Given this background, we shouldn't be surprised by traders' reaction, who heard hawkish signals from the representative of the Japanese central bank for the first time in a long time. Asahi Noguchi said the BOJ is ready to withdraw its stimulus if inflation rates are "too high". He called this step a "preventive measure" to curb inflationary growth.
It's worth noting that inflation in Japan has been above the central bank's 2% target level for several months. But Kuroda has been persistently ignoring this fact all this time. He has repeatedly stated that the central bank needs to create conditions for "sustainable inflation" in the economy, while the increase in the growth rate of the consumer price index this year "is due to isolated factors, such as the rise in energy prices".
And here the question arises: what level of inflation will motivate members of the BOJ to apply "preventive measures"? For example, the latest inflation report reflected a record rise in key indicators. Specifically, Japan's overall consumer price index rose 3.7%, the strongest rate of growth for the indicator since 1982. The core CPI, which does not include fresh food, but includes energy prices (petroleum products), also broke a 40-year record. The Consumer Price Index, which excludes food and energy prices, jumped 2.5% year on year in October.
This report did not help USD/JPY bulls, despite the jump in major indicators. What is considered a "red line" for the BOJ? We still don't know the answer - at least, Noguchi left it out of his speech.
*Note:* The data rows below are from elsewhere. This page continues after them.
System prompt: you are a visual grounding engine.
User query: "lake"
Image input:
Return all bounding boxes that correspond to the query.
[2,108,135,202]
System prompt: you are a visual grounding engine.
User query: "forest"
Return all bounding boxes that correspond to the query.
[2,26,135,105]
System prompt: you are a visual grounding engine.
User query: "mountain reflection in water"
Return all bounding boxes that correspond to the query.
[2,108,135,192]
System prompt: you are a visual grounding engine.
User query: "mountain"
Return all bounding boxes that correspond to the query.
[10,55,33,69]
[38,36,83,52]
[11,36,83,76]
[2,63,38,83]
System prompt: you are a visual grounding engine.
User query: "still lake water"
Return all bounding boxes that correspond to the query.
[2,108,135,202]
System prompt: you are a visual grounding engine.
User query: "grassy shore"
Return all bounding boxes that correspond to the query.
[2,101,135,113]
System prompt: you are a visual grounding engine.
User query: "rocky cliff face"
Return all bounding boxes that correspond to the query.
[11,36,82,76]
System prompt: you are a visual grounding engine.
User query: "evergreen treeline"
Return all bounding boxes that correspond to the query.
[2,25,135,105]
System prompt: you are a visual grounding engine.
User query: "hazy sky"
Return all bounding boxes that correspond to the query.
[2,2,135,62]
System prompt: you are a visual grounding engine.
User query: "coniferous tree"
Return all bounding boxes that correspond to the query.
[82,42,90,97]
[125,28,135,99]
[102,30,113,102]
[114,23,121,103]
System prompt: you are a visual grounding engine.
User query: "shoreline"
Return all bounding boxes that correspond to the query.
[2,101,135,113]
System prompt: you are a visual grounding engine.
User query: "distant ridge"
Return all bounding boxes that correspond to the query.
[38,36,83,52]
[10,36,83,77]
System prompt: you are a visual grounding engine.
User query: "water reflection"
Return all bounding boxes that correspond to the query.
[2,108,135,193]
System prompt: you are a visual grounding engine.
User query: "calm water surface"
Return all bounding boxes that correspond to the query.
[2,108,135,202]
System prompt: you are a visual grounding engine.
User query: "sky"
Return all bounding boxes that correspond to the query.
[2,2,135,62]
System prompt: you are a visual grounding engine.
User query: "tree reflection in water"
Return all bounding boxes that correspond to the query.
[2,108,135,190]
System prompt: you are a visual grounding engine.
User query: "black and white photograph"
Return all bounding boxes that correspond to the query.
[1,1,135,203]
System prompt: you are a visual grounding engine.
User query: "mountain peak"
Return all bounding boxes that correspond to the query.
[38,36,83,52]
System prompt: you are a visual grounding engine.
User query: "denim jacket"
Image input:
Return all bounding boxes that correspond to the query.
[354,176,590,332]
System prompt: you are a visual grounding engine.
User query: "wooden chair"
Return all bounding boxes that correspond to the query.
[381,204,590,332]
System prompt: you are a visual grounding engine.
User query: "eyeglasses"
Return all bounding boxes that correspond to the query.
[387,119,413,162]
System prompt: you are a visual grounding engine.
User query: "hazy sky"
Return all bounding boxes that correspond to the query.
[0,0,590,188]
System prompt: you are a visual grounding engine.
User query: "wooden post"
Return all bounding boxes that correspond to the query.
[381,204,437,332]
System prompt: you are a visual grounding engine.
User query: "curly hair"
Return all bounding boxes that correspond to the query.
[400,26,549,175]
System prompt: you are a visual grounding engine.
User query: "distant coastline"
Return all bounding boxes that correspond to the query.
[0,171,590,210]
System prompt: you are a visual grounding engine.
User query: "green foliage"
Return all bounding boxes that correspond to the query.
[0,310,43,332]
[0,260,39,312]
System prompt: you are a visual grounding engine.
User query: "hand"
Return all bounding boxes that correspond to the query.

The USD/JPY fell also due to the dollar's weakening. Bad news for dollar bulls: the core PCE index, which is known to be a favorite inflation indicator of the Federal Reserve, was in the red zone. Thus, the growth rate of annual core PCE inflation in the US slowed to 5% in October. In monthly terms, the indicator came out at 0.2% (with a forecast of 0.3% growth).
And another troubling signal for the dollar: the ISM Manufacturing PMI for the U.S. fell to 49 points in November from a forecast of 49.8 points. The structure of the release suggests that the paid price component of the index collapsed to 43 from 46.6, the employment index fell to 48.4 from 50, and the new orders index fell to 47.2 (from 49.2).
The result was not long in coming: the greenback is now under pressure all over the market. The US dollar index continues to plunge, testing the 104th figure at the moment.
Thus, the prevailing fundamental background contributes to the pair's further decline in the medium term. In the near future, traders will play out Noguchi's statement, despite the remaining issues, so to speak, of "practical nature". Of course, Kuroda might contradict Noguchi's statement (for instance, saying he voiced his opinion and not the central bank's), but until that happens, the yen will be "skimming the cream".
Technically speaking, on the daily chart, the pair is between the middle and bottom lines of the Bollinger Bands indicator and below all of the Ichimoku lines, indicating that you should prioritize short positions. The main target of the bearish movement is 134.50, which corresponds to the bottom line of the Bollinger Bands on the D1 timeframe.